The application of the aberrant epigenetic modifications as diagnostic, prognostic and predictive biomarkers for CRC have been reported in numerous studies, which open new avenues for exploration of reliable and robust biomarkers to improve the management of CRC patients. Epigenetic biomarkers for CRC including methylated DNA, miRNAs, and blood-based methylation markers were found in clinical or experiment tests [
14]. Many types of circRNAs have been found in a variety of tumors, and may relate to cancer cell proliferation, metastasis, invasion or as potential biomarkers for detecting cancer [
4,
15]. It was reported that 11 circRNAs were upregulated and 28 circRNAs were downregulated in CRC tissues [
6], of which the most significantly downregulation circRNA was derived from PTK2 tumor suppressor gene [
16]. Recently, several circRNAs were found to be involved in the proliferation and metastasis of CRC, such as circular RNA circPPP1R12A [
17], circCCDC66 [
18], circRNA_104916 [
19], and circ_0055625 [
20]. These findings provided valuable insights into the development of novel potential therapeutic targets or biomarkers for CRC. Yang et al. reported that circ-FBXW7 as well as the encodes protein FBXW7–185aa have potential prognostic implications in brain cancer [
13]. FBXW7 as a potent tumor suppressor is one of the most common mutated genes in human cancers, which inhibits the progression of tumors by targeting specific substrates for ubiquitination and proteasomal degradation [
21,
22]. Loss or mutation of FBXW7 has been found in multiple human tumors including CRC, which suggest it can be as an independent prognostic marker in some tumors [
23,
24]. Our study first found that circ-FBXW7 was low expressed in CRC patients, and then we evaluated the effect of circ-FBXW7 on CRC by establishing the overexpressed and knockdown of circ-FBXW7 in SW480 and SW620 cancer cell lines. We used siRNA method to knockdown of circ-FBXW7 to loss of function and transfection plasmid to overexpress of circ-FBXW7 to gain of function. Our results showed that knockdown of circ-FBXW7 promoted SW480 and SW620 cells proliferation, migration, invasion, and the tumor growth. On the contrary, circ-FBXW7 overexpression inhibited CRC cells proliferation and migration as well as the growth of tumor weight.

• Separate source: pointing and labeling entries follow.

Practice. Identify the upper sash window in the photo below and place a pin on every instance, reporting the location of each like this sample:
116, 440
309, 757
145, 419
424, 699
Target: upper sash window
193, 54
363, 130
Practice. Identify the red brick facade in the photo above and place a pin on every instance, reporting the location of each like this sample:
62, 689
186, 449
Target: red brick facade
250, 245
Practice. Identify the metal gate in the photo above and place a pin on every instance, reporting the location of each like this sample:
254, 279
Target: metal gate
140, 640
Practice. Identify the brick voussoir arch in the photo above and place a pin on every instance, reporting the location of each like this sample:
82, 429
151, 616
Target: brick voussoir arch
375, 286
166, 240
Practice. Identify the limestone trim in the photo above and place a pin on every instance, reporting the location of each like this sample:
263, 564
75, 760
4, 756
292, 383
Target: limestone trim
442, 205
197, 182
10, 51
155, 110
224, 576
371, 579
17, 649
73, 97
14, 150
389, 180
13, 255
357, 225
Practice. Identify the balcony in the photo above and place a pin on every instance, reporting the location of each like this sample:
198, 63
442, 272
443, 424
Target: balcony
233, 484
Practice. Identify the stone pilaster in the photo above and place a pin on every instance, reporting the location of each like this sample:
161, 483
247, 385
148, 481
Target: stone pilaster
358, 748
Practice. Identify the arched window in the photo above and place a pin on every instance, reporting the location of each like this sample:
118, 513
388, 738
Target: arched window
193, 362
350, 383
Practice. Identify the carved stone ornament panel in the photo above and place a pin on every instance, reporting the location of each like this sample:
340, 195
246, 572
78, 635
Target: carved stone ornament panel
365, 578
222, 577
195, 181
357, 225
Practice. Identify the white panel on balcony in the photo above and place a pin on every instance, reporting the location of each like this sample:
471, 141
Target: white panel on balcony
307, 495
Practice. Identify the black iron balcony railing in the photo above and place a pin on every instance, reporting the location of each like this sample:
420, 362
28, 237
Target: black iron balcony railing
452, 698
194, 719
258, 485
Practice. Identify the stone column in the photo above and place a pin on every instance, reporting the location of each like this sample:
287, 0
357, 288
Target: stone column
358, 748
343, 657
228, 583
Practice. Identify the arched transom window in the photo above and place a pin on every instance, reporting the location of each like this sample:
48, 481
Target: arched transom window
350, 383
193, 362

As reported, circ-FBXW7 is abundantly expressed in the normal human brain, while it is reduced in clinical malignant glioma patients, and it is positively associated with glioblastoma patient OS [
13]. Consistently, low expression of circ-FBXW7 was found in CRC patients according to our study. Circ-FBXW7 exhibited the same phenomenon to CRC cells by in vitro and in vivo experiments. si circ-FBXW7 expression in SW480 and SW620 cells significantly improved the cell proliferation, colony formation, cell migration and invasion, whereas, the overexpression of circ-FBXW7 reversed the changes, which are consistent with FBXW7 functions in regulating the cancer cellular processes [
8,
11,
12,
23,
25]. In addition, some researchers found that the FBXW7 is a binding target protein like an intermediate adjustment involving several signaling pathways. mTOR is a major target for treatment human diseases including cancer. It is reported that loss of FBXW7 and deletion or mutation of PTEN can activate mTOR [
26]. Our study showed that the levels of mTOR were significantly enhanced in si circ-FBXW7 groups of SW480 and SW620 cells, while PTEN were significantly decreased. On the contrary, circ-FBXW7 overexpressed reduced mTOR expression and improved the expression of PTEN. Similar to FBXW7, PTEN is also a tumor suppressor and predictive marker for CRC patient outcome, which can induce the cell resistance [
27]. Furthermore, our findings showed that the level of NEK2 was remarkably elevated in si circ-FBXW7 CRC cell groups, but decreased in oe circ-FBXW7 CRC cell groups. NEK2 regulates tumor progression, drug resistance and tumorigenesis, which is considered to be a potential biomarker of cancers [
28]. The upregulation of NEK2 is linked to poor prognosis for CRC patients [
29], while NEK2 siRNA may be a useful method for treatment colorectal patients [
30]. These results indicate that circ-FBXW7 is a necessary factor in controlling the CRC cell process by regulating cancer cell generation and metastasis through inhibiting the NEK2, mTOR signal pathways and activating PTEN.